Şimdi sizlere olayı bir de farklı yönden göstereyim. Ekonomik sıkıntılardan oluşan ve yabancı yatırımcının ülkemizden çıkmasından sebep, CDS primimizin yüksekliğinden ötürü borç bulmak konusunda büyük sorunlar yaşıyoruz. Daha doğrusu borç bulamıyoruz. Geçen hafta Erdoğan’ın, ABD’nin en büyük 20 yatırımcısı ile görüşmesi sonucu CİTİ Grup da Türkiye’den ayrılma kararı aldı. Vebalı gibi herkes bizden kaçıyor. Bu esnada 3 milyar, 5 milyar DOLar swap anlaşması yapan tek ülke Çin. Ya Reis, sen değil miydin 2001 yılında IMF’den 3 Milyar DOLar anlaşma yaptığı için Rahmetli Ecevit’i yerden yere, duvardan duvara vurup, sonrasında defalarca kez gömen. Şimdi soruyorum; ekonomisi ilk ona girmek üzere olan Türkiye’miz neden Müslüman soydaşlarına sırtını dönüyor. Ulan Napolyon, sen nasıl bir adamsın. Para, para, para dedin, dünyayı kapitalist, insanları din ve soydaş düşmanı yaptın. Sorarsan Dünya bizi kıskanıyor. Neyse Reis Brüksel seyahati öncesi müjdeyi verdi, Çin ile 3.4 Milyar DOLar anlaşma yapılmış. Eee ne oldu şimdi diyeceksiniz. Evet, haklısınız ama suçlu Napolyon hemşerim, adamın dini imanı para olmuş. Bunu tüm dünya biliyor. Bu kadar mı? Evet, bu kadar, lafın tamamı deliye söylenirmiş.

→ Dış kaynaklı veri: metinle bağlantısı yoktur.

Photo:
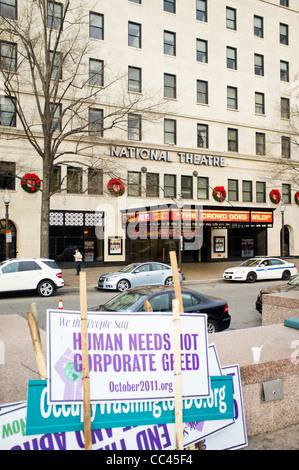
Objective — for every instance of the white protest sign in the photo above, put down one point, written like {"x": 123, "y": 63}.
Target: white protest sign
{"x": 130, "y": 356}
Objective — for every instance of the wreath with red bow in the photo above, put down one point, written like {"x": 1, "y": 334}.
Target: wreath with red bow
{"x": 275, "y": 196}
{"x": 219, "y": 193}
{"x": 116, "y": 187}
{"x": 30, "y": 183}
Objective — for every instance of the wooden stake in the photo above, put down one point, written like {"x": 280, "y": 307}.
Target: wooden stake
{"x": 85, "y": 365}
{"x": 35, "y": 336}
{"x": 178, "y": 402}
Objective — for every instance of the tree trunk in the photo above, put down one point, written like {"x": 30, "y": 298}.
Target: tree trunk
{"x": 45, "y": 207}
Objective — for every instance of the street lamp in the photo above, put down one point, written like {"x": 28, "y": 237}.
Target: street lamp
{"x": 180, "y": 204}
{"x": 282, "y": 209}
{"x": 6, "y": 200}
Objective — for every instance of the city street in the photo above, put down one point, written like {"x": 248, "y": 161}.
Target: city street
{"x": 241, "y": 299}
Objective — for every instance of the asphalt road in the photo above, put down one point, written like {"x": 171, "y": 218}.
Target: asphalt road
{"x": 241, "y": 299}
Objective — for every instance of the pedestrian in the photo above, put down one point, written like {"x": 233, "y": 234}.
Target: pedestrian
{"x": 78, "y": 260}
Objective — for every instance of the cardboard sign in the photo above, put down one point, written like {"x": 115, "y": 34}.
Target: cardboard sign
{"x": 43, "y": 418}
{"x": 130, "y": 356}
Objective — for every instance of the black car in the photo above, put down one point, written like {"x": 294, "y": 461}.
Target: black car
{"x": 160, "y": 298}
{"x": 291, "y": 285}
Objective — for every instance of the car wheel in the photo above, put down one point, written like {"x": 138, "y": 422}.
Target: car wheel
{"x": 286, "y": 275}
{"x": 212, "y": 326}
{"x": 123, "y": 285}
{"x": 45, "y": 288}
{"x": 169, "y": 281}
{"x": 251, "y": 277}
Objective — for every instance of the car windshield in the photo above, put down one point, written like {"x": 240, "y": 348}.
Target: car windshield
{"x": 129, "y": 268}
{"x": 124, "y": 302}
{"x": 295, "y": 281}
{"x": 251, "y": 262}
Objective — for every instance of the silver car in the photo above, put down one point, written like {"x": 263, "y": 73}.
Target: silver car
{"x": 138, "y": 274}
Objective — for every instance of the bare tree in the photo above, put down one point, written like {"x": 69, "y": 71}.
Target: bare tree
{"x": 55, "y": 93}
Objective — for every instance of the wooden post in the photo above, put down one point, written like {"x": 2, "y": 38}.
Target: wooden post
{"x": 35, "y": 336}
{"x": 85, "y": 365}
{"x": 178, "y": 402}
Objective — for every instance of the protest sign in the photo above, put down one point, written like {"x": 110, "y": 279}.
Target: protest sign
{"x": 234, "y": 437}
{"x": 154, "y": 437}
{"x": 130, "y": 358}
{"x": 42, "y": 418}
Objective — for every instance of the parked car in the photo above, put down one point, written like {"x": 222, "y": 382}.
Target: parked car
{"x": 138, "y": 274}
{"x": 160, "y": 298}
{"x": 288, "y": 286}
{"x": 42, "y": 275}
{"x": 259, "y": 269}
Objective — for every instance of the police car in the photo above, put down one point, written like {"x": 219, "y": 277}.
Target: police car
{"x": 260, "y": 268}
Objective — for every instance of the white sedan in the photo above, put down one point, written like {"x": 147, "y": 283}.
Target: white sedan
{"x": 260, "y": 268}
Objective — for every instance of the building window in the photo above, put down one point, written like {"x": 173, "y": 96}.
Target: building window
{"x": 134, "y": 35}
{"x": 260, "y": 191}
{"x": 284, "y": 71}
{"x": 202, "y": 92}
{"x": 74, "y": 180}
{"x": 169, "y": 43}
{"x": 95, "y": 122}
{"x": 170, "y": 131}
{"x": 7, "y": 175}
{"x": 8, "y": 56}
{"x": 152, "y": 185}
{"x": 233, "y": 190}
{"x": 286, "y": 193}
{"x": 231, "y": 58}
{"x": 169, "y": 86}
{"x": 259, "y": 65}
{"x": 95, "y": 181}
{"x": 56, "y": 179}
{"x": 260, "y": 143}
{"x": 169, "y": 5}
{"x": 201, "y": 10}
{"x": 134, "y": 183}
{"x": 134, "y": 79}
{"x": 134, "y": 127}
{"x": 285, "y": 147}
{"x": 232, "y": 97}
{"x": 232, "y": 140}
{"x": 285, "y": 108}
{"x": 187, "y": 187}
{"x": 247, "y": 191}
{"x": 54, "y": 18}
{"x": 258, "y": 25}
{"x": 202, "y": 187}
{"x": 202, "y": 50}
{"x": 96, "y": 72}
{"x": 170, "y": 186}
{"x": 203, "y": 136}
{"x": 7, "y": 112}
{"x": 96, "y": 25}
{"x": 284, "y": 34}
{"x": 56, "y": 120}
{"x": 259, "y": 103}
{"x": 231, "y": 18}
{"x": 8, "y": 9}
{"x": 56, "y": 61}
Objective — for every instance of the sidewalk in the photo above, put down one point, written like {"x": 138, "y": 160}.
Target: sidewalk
{"x": 191, "y": 271}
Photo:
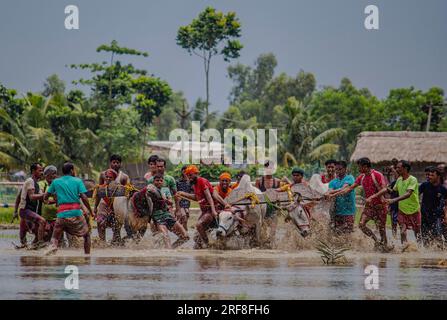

Algı ve sorgusuz inanç sonucu oluşan bilgilendirmelerin nasıl yanlış olduğunu sizlere bir örmek ile anlatmak istiyorum. İki hafta önce kamu bankalarının nasıl deli zararlar yazdığından bahsetmiştim. Bir arkadaşım sosyal medya hesabıma yorum yaptı. “Kamu bankaları ilk defa Ak parti döneminde kara geçmişlerdir” dedi. Bunu nereden duydu! İktidar söylemlerinden duydu ve kayıtsız şartsız inandı. Araştırdı mı, maalesef hayır. Peki, gerçek ne, Ziraat bankasına son 15,5 yılda ödenen kamu zararı 22,5 Milyar, Halk bankasına ödenen ise 12,6 Milyar TL olmuştur. Toplam 35 Milyarın üzerinde ki görev zararı, vatandaşın vergileriyle karşılanıyor. Hani bir ablanın caps’ı vardı. “sen milyon, sen milyar, sen bu kadar parayı ne yaptın” diye kocasına soruyordu. Sorun, sorgulayın bu paralar nereye gidiyor diye. Reis’in faiz indirme inadına karşılık, dünya da faiz artışı gündemden düşmüyor. Gelecek aylarda dövizde ki hareketliliğe dikkat etmek lazım. Aşıyı bulan Almanlar hala sokağa çıkma yasağı uygularken, bizdeki serbestliği de anlamış değilim. Bunlar bizi harbiden kıskanıyorlardır şimdi. Bu haftanın özlü sözünü bir ata sözümüzden seçtim. “Parayı domuzun boynuna takmışlar, domuzu ağa diye çağırmışlar” diyelim ve haftalık yorumlarımıza gecelim.
BİST100: Geçen hafta sizlere verdiğim 1.444 üzeri alımların hızlanacağını söylemiştim. Nitekim haftanın ilk günü 1.444 üzerine atarak kapanışını 1.447’den yaptı. Her gün üstüne koyarak haftayı da 1.460’dan yaptı. Bu hafta yukarıdaki rakamımız 1.482 olacak. Aşağıda ise 1.439 takip edilecek. Pazartesi Biden – Erdoğan görüşmesi, Salı Fed toplantısı, Çarşamba TCMB toplantısı gibi önemle takip edeceğimiz toplantıların yanı sıra bol veri akışı olacak. Endeksin yönü bu hafta sonunda netleşmiş olacak.
DOLar: Haftayı 8,39 dan kapatan DOLar için kritik hafta da 8,33 altında ki fiyatlamalar 8 ve altına doğru geri çekilmeyi getirecektir. Ama olası ters söylemler ve hareketler ters yöne yolculuğu hızlandırır.
ONS ALTIN: Geçen hafta 1.900 $’ı her gün zorlasa da üstünde kapanış gelmedi. Ve hafta sonu gelen satışlar ile de haftayı 1.877 $’dan kapattı. Geçen hafta söylediğim gibi 1.842 $ beklentisi hala devam ediyor. Ama olası 1,900 $ üzeri hareketlerde alımlar sertleşebilir.
Hepimize bol bereketli, sağlıklı, mutlu ve iyi haftalar diliyorum.